Ben Bernanke stated on Friday that with US inflation being so low and unemployment at a high level, the US Federal Reserve will take further action. However, he did not give details about the size of QE2. Thus, the US dollar stopped declining on Friday, and rose slightly after his speech. Gold also edged lower to end at $1,368.26/ounce, after hitting another record high of $1,380.18 on Thursday.
Emerging Markets shine
With the promise of cheap money by the US Fed, investors poured money into emerging markets in an attempt to obtain faster growth and higher yield. According to Reuters, JPMorgan’s EMBI+ index showed investors buying up emerging markets government bonds. In addition, EPFR Global stated that at the end of last week, emerging market equity fund flows hit a 33-month high, and emerging market bond funds absorbed $1 billion in one week.
Housing turns ugly
The consistently weak US housing market got even uglier, as allegations grew that lenders have improperly seized hundreds of thousands of houses. In fact, Bank of America has stopped all sales of foreclosed houses. This is expected to halt a large portion of the US housing market for the next several months. In fact, one hedge fund has pointed out that Bank of America could face a loss of US$70 billion as a result of the incident. As a result, Bank of America and other US bank shares fell on Friday.
Trade war looking less likely
The possibility of a trade war between the US and China decreased significantly on Friday, after the US Treasury Department delayed a decision of whether to label China as a currency manipulator until after the November 2nd elections and the G20 summit on November 11th. However, tensions remain because of QE2 driving down the US dollar, making other currencies less competitive.

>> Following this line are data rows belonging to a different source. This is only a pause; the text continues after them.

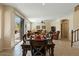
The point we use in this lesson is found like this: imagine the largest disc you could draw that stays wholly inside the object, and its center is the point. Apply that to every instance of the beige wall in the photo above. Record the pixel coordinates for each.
(7, 26)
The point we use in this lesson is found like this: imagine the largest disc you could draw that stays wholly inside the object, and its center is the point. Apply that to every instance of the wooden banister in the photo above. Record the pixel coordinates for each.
(74, 36)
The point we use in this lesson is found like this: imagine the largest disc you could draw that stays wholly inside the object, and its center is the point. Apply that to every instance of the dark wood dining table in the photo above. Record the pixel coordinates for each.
(49, 46)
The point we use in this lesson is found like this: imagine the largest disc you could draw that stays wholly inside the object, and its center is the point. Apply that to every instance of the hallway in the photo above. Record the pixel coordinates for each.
(62, 48)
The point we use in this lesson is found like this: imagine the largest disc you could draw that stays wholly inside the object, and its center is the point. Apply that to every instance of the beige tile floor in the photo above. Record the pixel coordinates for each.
(62, 48)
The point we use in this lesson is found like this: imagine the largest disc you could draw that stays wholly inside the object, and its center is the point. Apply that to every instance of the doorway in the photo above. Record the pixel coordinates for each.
(65, 29)
(19, 29)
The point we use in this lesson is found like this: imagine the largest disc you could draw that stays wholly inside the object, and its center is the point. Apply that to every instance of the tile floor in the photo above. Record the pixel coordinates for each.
(62, 48)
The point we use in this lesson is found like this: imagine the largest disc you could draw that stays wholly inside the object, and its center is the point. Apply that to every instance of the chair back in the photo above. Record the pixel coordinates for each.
(38, 48)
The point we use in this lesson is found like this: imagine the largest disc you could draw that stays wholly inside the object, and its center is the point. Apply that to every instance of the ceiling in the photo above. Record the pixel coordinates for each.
(44, 11)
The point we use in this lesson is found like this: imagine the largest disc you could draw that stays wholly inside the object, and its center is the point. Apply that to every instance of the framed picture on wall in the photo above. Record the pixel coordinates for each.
(37, 27)
(43, 27)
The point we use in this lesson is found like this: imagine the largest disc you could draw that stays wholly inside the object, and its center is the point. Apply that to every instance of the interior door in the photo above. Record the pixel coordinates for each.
(64, 29)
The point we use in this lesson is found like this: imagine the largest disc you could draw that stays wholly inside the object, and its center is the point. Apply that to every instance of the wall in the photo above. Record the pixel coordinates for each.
(57, 23)
(1, 27)
(7, 26)
(76, 19)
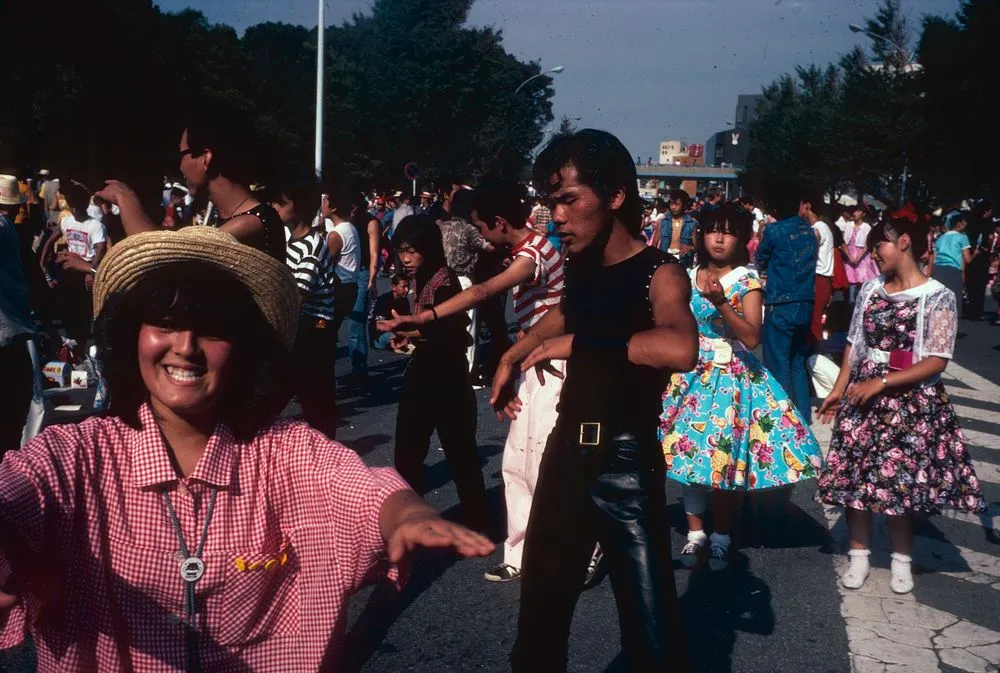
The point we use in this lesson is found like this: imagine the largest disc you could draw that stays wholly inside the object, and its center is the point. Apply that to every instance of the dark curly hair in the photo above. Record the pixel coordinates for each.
(212, 302)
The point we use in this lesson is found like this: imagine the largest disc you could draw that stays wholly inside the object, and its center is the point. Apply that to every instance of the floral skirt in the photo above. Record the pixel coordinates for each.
(733, 427)
(902, 453)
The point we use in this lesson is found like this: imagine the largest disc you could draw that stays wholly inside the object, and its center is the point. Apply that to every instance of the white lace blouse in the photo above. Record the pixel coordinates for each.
(937, 320)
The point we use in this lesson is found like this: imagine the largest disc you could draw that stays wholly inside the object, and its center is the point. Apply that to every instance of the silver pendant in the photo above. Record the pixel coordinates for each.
(192, 569)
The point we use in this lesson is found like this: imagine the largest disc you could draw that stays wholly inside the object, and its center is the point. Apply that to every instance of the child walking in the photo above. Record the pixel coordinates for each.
(727, 426)
(896, 448)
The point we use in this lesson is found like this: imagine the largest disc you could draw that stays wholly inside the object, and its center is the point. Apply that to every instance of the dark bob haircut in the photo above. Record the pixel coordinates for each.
(728, 218)
(601, 162)
(891, 231)
(421, 233)
(496, 197)
(195, 296)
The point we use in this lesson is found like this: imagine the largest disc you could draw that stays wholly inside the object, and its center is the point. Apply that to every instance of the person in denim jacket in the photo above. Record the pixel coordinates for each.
(787, 254)
(675, 234)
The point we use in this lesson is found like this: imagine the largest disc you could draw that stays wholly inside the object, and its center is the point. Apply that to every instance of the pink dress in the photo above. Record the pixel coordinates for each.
(856, 238)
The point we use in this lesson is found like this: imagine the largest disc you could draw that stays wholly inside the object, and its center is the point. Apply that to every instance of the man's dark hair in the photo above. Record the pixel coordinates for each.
(682, 196)
(228, 132)
(728, 218)
(421, 233)
(211, 301)
(601, 162)
(497, 197)
(893, 229)
(77, 197)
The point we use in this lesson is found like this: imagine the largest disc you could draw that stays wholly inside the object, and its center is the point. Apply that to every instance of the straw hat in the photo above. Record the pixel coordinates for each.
(269, 281)
(10, 194)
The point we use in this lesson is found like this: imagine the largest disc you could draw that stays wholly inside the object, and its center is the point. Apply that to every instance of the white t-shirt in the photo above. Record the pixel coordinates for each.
(347, 260)
(824, 260)
(82, 237)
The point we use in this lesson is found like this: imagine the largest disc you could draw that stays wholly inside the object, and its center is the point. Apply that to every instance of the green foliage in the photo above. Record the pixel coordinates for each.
(857, 124)
(107, 95)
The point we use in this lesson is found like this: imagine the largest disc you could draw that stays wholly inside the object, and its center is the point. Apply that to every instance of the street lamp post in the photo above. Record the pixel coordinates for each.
(556, 70)
(320, 58)
(908, 67)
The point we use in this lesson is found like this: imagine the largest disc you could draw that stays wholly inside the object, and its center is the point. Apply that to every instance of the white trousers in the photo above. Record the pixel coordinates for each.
(522, 454)
(465, 283)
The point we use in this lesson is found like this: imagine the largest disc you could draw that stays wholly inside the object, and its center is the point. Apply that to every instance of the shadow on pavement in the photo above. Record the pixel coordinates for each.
(385, 604)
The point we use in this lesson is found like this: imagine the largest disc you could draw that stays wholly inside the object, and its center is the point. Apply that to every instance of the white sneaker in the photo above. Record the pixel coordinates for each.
(901, 580)
(858, 570)
(690, 553)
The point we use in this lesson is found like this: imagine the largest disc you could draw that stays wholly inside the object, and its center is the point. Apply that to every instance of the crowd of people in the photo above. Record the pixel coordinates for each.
(633, 360)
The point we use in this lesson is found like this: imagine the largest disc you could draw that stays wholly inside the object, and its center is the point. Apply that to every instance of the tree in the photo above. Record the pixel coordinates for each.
(407, 82)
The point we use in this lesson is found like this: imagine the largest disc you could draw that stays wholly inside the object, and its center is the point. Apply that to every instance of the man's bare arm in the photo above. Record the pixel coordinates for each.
(673, 343)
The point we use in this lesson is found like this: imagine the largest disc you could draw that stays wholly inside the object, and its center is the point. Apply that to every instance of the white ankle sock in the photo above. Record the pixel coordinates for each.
(857, 571)
(720, 540)
(901, 581)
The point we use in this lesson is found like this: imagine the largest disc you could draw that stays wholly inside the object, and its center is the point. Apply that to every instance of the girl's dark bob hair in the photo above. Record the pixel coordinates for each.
(192, 295)
(421, 233)
(728, 218)
(891, 231)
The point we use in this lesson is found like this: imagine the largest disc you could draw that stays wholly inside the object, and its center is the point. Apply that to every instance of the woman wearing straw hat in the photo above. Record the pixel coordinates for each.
(214, 159)
(189, 529)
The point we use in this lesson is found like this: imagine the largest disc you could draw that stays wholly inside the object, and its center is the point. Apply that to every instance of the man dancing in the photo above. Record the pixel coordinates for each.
(623, 326)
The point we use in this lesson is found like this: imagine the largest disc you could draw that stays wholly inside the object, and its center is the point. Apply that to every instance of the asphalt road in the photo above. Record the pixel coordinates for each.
(777, 608)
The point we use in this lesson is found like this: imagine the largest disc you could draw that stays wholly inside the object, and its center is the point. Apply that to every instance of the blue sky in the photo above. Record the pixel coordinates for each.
(645, 70)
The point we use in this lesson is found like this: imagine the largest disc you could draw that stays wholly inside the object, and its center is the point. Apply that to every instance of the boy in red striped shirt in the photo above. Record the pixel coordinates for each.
(536, 278)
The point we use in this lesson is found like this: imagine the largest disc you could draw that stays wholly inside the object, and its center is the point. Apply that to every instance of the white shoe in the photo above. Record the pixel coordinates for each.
(858, 570)
(901, 580)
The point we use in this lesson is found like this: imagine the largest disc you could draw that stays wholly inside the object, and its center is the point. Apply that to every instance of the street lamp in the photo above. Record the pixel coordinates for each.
(556, 70)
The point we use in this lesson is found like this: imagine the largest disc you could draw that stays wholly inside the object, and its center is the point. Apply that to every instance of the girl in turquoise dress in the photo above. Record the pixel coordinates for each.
(728, 426)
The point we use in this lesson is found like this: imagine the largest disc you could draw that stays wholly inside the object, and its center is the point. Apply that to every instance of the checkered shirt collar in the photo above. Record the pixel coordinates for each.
(151, 464)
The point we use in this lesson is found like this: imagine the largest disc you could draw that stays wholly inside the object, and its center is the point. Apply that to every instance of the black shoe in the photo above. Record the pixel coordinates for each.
(595, 569)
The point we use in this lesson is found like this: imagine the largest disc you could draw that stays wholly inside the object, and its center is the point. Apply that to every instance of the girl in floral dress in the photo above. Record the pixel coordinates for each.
(727, 426)
(896, 447)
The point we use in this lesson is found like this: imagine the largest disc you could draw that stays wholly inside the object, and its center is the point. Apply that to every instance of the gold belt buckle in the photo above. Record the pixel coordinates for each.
(590, 434)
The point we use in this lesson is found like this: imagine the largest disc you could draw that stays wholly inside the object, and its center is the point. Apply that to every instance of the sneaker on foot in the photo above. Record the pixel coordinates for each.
(719, 557)
(594, 570)
(857, 571)
(502, 573)
(901, 580)
(690, 554)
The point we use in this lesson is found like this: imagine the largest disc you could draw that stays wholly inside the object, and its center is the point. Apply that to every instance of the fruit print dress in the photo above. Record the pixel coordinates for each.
(903, 452)
(732, 426)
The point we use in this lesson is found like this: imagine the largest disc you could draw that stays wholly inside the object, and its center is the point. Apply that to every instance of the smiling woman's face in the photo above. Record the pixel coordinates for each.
(186, 373)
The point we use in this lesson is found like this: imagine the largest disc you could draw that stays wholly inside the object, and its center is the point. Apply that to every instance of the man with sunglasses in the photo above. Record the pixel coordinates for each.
(215, 159)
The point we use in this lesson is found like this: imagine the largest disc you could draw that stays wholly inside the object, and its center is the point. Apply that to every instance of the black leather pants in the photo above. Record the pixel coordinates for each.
(613, 493)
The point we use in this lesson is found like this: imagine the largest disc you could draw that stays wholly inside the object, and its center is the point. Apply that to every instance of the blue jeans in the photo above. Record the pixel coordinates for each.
(786, 348)
(357, 326)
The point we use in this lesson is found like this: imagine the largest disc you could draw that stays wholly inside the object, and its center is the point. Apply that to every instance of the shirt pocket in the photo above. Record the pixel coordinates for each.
(260, 599)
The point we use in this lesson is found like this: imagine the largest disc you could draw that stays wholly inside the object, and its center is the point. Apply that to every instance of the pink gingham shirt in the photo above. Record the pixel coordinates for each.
(86, 541)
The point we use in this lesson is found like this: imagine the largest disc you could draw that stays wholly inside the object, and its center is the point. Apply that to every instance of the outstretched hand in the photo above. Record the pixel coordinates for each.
(117, 191)
(427, 529)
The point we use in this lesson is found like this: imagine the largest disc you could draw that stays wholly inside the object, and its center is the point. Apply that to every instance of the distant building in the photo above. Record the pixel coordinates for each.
(730, 147)
(669, 149)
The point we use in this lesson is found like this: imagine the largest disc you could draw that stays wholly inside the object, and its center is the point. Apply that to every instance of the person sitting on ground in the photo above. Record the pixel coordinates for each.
(395, 302)
(190, 528)
(215, 159)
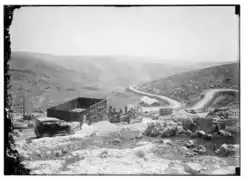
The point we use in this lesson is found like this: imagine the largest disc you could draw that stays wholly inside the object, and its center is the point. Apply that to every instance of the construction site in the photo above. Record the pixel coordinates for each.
(144, 134)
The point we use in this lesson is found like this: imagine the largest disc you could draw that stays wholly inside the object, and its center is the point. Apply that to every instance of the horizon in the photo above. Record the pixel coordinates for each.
(43, 29)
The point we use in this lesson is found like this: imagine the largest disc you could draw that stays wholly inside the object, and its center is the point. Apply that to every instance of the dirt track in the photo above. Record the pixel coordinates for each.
(204, 103)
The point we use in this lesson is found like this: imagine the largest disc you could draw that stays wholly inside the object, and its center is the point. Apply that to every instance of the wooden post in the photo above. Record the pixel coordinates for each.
(23, 100)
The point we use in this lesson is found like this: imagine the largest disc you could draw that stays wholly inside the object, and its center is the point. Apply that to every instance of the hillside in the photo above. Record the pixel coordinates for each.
(187, 87)
(47, 79)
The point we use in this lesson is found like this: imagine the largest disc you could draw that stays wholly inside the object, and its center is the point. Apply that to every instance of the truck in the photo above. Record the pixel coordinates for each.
(80, 109)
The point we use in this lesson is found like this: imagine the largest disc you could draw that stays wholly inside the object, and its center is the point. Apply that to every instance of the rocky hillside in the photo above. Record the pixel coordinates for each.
(188, 86)
(47, 79)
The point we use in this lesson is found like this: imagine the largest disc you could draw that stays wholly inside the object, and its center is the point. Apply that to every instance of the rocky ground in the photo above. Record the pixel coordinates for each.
(105, 148)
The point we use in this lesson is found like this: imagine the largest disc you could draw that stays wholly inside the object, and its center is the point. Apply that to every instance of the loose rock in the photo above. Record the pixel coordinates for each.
(190, 144)
(228, 150)
(193, 168)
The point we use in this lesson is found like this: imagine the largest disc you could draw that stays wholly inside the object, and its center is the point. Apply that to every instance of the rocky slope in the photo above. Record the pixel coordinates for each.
(187, 87)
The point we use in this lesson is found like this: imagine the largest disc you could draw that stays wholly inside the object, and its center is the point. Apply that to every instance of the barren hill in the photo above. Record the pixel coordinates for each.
(187, 87)
(49, 79)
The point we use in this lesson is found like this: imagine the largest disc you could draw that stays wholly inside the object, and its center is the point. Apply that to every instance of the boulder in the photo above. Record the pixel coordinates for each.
(208, 137)
(116, 141)
(200, 134)
(224, 133)
(200, 149)
(190, 144)
(224, 171)
(155, 132)
(228, 150)
(139, 136)
(193, 168)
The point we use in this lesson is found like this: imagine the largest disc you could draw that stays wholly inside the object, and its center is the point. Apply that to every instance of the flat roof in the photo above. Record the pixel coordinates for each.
(44, 118)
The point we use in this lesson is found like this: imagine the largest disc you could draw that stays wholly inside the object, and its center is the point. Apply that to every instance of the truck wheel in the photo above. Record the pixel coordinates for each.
(45, 135)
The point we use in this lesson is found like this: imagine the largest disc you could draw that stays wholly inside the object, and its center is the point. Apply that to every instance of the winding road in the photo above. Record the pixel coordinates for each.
(204, 103)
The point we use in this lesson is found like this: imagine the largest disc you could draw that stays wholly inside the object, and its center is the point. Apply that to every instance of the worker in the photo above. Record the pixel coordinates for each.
(126, 109)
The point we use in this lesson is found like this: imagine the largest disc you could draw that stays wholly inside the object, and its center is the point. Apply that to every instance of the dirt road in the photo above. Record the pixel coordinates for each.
(204, 103)
(172, 103)
(210, 96)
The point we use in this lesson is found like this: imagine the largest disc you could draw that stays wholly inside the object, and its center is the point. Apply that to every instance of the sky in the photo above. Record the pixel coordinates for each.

With North American markets having gone up significantly, investors could be facing a rude awakening when the Fed announces further actions on November 3rd. With the S&P 500 having risen 12% since September began, investors are pricing in a US$1 trillion QE2 to be announced. However, to date, the US Fed has not given any indication about the size of QE2, and Friday's speech hinted that the Fed's action will be cautious. Thus, an announcement for QE2 of less than US$1 trillion could leave investors disappointed and stocks heading lower. In addition, with the steep rise in equities in recent weeks, markets will likely be trading sideways or slightly lower into the Fed's decision.